What happens is a chemical in chili peppers, called capsaicin, causes activation of pain fibers to react like there is heat stimulus in your mouth, so you’ll notice when you eat spicy foods, your body will start to sweat because your body ‘thinks’ it’s overheating.
Neural messages associated with pain are partly carried by neural circuits involved with sensing temperature. This would explain, why when you touch a hot stove, it’s burning pain.
There are intimate ties between temperature and pain, and there are intimate ties between temperature and taste and that’s known to have a fairly robust effect on the way we perceive certain tastes.
Building on their previous research that had shown that temperature and taste signals come together in a particular section of the midbrain, the research group used mouse models under anesthesia to artificially stimulate temperature and pain-related fibers, combined with a physiological method to monitor the actions occurring in the brain to determine the connection between these senses.
To do this we used a modern genetic technology where we could insert a protein into these ‘temperature/pain’ cells that allowed us to control these cells with blue light – we could turn the cells on with a light, like a light switch.
They found that these neurons have been studied for a long-time act as taste neurons respond to artificial stimulation of these temperature/pain cells.
This is significant because most scientists that have looked at the taste, they’re usually only studying neural circuits from the perspective of taste.
Scientists are usually only looking at pain-related responses, but they actually come together in this part of the midbrain, and not only do they come together, they do so in a very systematic way where preferred tastes and preferred temperatures are separated from adverse taste and temperatures in terms of the way that the responses are happening in this part of the brain.
Through this artificial stimulation of temperature/pain cells and the corresponding taste neurons, they discovered the brain segregated preferable tastes and temperatures from adverse tastes and temperatures.

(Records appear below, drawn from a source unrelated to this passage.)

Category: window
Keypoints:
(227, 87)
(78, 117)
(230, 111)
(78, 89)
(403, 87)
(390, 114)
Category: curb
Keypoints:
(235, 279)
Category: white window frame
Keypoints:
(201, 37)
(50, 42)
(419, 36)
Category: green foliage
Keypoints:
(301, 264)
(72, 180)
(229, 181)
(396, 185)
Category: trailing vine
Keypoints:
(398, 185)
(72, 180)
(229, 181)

This finding offers new insights into how these senses interact, which could have implications for how scientists understand the brain’s responses to stimuli that cause pain.

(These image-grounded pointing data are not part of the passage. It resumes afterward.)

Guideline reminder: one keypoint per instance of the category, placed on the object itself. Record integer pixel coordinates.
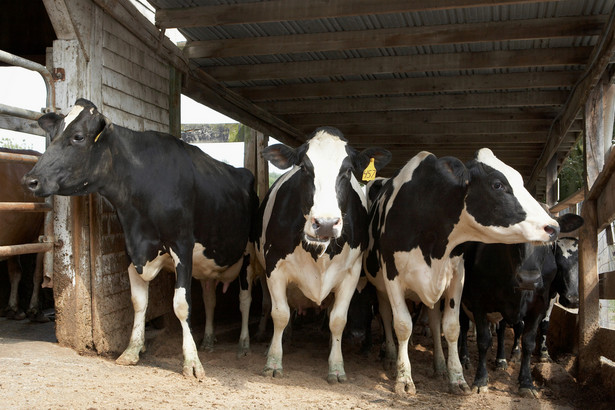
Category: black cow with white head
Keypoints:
(514, 284)
(179, 209)
(313, 232)
(418, 218)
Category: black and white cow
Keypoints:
(313, 232)
(179, 209)
(421, 214)
(517, 281)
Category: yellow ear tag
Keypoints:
(369, 174)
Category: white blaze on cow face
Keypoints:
(72, 115)
(533, 227)
(326, 154)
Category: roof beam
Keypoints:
(530, 29)
(599, 59)
(541, 57)
(287, 10)
(421, 102)
(508, 81)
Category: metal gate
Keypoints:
(46, 242)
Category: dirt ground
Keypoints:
(35, 372)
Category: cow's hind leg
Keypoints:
(337, 322)
(139, 290)
(208, 287)
(245, 300)
(182, 256)
(280, 313)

The results show that in a midbrain circuit there’s a very orderly representation of taste and temperature hedonics – whether or not something is pleasurable or aversive – dependent on input from these temperature/pain cells.
Since pain has ties to temperature sensing, these results might provide clues as to how temperature or pain signals might interact with other senses, which could be important for developing novel therapeutic strategies for pain management.